Federal criminal law says that they should. This Article will argue that they should not. The probability that A sold 1,000 grams is higher than the probability that B did, so B deserves the lighter sentence.
The justice system can never determine with absolute certainty that an accused defendant committed a particular crime. To render judgment, therefore, the criminal law must estimate the probability that each defendant is guilty of the offense charged and then translate that probability into specific penal consequences. The guilt stage of criminal proceedings — the criminal trial — uses what scholars have called a “threshold model” of translation. Under this model, the prosecution may convict a defendant by establishing that the likelihood that he committed the crime charged exceeds a certain “threshold” level of probability. If it is “beyond a reasonable doubt” that the defendant did the deed, he will receive a guilty verdict. Otherwise, he will walk free. Neither outcome will reflect a precise measure of the odds of the defendant’s guilt. A “probabilistic model” of translation, by contrast, would vary the outcome of each trial depending on the probability that the defendant committed the crime of which he is accused.
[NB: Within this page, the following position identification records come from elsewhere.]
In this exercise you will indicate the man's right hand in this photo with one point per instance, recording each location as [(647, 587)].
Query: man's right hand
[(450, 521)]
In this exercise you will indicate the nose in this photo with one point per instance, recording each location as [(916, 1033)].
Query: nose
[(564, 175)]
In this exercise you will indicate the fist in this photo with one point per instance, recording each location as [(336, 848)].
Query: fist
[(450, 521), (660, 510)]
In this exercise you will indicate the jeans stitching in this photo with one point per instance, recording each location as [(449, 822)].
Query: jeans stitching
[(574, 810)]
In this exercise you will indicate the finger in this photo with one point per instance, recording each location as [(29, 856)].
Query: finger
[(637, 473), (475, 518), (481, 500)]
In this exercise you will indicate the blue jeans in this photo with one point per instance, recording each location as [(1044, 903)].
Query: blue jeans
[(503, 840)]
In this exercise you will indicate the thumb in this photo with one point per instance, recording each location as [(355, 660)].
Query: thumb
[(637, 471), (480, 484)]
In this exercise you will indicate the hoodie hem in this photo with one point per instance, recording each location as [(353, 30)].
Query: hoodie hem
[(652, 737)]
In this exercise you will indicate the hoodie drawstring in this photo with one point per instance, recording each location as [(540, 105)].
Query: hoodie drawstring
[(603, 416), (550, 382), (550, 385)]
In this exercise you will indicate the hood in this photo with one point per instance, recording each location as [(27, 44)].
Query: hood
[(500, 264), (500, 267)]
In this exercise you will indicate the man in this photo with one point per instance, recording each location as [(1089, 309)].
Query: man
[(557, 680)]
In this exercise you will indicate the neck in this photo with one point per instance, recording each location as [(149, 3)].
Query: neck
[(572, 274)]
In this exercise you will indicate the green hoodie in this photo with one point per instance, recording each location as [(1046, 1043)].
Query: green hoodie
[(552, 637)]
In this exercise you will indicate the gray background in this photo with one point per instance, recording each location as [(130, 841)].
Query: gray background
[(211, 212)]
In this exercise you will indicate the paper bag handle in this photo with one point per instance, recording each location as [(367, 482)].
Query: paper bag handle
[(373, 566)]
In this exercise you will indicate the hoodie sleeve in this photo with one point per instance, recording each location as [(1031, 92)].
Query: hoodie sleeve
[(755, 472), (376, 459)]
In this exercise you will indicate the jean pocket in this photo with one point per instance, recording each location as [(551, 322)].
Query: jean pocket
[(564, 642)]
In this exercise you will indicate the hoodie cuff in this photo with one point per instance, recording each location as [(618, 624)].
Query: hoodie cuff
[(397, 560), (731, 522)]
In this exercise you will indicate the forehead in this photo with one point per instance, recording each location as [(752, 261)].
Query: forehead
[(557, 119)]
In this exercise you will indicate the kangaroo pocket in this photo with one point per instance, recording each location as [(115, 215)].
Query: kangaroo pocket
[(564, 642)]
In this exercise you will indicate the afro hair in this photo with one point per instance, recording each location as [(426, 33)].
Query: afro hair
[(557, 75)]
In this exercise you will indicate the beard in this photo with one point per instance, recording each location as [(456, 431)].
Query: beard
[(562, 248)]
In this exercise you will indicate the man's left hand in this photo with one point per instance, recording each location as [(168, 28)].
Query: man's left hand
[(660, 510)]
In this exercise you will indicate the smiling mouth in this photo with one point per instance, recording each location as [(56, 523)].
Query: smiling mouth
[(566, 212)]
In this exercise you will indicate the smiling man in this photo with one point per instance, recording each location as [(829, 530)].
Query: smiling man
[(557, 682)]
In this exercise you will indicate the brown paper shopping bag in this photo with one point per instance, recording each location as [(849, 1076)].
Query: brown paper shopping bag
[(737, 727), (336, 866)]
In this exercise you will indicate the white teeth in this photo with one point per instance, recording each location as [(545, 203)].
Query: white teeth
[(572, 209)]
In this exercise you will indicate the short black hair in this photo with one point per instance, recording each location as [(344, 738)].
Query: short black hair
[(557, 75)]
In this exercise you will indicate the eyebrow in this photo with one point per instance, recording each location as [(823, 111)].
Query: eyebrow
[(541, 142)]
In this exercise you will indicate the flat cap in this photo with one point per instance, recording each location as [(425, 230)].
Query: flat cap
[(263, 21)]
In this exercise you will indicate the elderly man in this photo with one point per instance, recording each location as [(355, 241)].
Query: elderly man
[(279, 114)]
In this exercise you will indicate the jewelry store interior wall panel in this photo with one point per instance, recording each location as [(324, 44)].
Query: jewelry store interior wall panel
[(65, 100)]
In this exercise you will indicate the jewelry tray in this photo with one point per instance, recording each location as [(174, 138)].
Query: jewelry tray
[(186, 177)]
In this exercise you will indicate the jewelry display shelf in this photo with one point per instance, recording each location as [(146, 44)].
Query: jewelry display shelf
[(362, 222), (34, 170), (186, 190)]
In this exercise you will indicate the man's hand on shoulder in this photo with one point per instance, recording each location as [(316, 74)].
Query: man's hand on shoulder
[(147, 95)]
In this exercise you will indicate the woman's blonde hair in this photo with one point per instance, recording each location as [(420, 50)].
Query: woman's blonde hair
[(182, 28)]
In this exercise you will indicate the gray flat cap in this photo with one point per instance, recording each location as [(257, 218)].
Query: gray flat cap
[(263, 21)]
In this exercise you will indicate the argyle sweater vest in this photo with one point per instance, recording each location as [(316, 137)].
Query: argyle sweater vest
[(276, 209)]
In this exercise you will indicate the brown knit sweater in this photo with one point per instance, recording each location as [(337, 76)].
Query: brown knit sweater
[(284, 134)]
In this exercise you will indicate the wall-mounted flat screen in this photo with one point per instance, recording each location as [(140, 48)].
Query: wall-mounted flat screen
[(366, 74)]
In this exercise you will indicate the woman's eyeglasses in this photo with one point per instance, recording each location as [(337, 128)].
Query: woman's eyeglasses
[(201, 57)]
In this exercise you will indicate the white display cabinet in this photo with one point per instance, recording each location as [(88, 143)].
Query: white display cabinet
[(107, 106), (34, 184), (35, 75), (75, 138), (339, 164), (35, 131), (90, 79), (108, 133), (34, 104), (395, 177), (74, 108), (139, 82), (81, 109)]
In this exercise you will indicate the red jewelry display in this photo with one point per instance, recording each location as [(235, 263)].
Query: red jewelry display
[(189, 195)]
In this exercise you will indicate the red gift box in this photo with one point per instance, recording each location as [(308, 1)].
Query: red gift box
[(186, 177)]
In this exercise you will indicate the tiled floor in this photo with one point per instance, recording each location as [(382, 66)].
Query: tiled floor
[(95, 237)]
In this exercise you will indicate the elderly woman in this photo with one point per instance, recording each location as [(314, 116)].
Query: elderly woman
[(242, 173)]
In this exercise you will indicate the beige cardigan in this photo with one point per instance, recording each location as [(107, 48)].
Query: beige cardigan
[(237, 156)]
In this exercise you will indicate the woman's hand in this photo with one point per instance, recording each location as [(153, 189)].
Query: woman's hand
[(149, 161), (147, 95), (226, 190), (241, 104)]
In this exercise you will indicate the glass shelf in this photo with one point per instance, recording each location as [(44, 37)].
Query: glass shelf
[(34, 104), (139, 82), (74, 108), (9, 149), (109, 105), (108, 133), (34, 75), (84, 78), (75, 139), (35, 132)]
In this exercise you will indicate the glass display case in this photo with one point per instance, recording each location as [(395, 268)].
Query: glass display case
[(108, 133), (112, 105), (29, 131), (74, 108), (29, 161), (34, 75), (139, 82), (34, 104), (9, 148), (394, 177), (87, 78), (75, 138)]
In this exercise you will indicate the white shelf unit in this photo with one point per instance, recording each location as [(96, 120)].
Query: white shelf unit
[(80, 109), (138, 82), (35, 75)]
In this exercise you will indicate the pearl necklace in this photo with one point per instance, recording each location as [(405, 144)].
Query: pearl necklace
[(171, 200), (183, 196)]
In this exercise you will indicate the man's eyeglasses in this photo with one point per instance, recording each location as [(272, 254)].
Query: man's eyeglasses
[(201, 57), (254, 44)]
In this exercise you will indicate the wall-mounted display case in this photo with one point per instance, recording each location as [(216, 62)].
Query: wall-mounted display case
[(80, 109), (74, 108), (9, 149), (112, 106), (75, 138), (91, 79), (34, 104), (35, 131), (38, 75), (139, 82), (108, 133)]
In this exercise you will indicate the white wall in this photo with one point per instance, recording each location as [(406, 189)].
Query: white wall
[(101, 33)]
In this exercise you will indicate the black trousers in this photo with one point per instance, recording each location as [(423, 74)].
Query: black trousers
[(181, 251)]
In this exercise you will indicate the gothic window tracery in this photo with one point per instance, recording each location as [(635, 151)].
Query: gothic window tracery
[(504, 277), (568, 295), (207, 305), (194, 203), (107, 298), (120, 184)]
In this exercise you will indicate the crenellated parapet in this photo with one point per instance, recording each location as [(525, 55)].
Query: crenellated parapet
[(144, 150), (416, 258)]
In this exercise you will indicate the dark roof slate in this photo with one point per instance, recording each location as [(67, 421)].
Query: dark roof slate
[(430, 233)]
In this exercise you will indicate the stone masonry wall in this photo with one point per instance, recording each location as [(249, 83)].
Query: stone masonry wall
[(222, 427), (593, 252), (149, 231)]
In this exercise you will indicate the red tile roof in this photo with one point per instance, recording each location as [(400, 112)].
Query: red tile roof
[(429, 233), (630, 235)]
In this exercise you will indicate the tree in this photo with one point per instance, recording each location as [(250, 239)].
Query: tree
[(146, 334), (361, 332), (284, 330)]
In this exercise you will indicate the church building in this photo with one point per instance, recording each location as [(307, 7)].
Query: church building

This Article breaks new ground by demonstrating that the penalty stage of criminal proceedings — the sentencing hearing — also uses a “threshold model.” The United States Sentencing Guidelines instruct federal judges to make a series of factual findings that either add to or subtract from a recommended sentence for every case. Each adjustment to the recommended sentence depends on whether a certain factual predicate is “more likely than not” to be true — just like at trial, this threshold level of probability fails to precisely measure the odds of the defendant’s culpability. However, while scholars have offered several important justifications for the threshold model of conviction, these arguments do not hold up for the threshold model of sentencing. Moreover, the two flaws identified with the threshold model of conviction — inefficiency and unfairness — are not only present at the penalty stage of the proceedings, but in fact are exacerbated by a few unique features of the law of sentencing.
The threshold model of sentencing poses a particular problem when it comes to determinations of drug quantity in the punishment of drug offenders. Courts often rely on extrapolation and inference to make such determinations, and as a result, they frequently mete out lengthy sentences based on quantity estimations that carry a high risk of error. District courts and policymakers should mitigate the inefficiencies and injustices that result from these fact-findings by incorporating probability into drug quantity determinations at sentencing.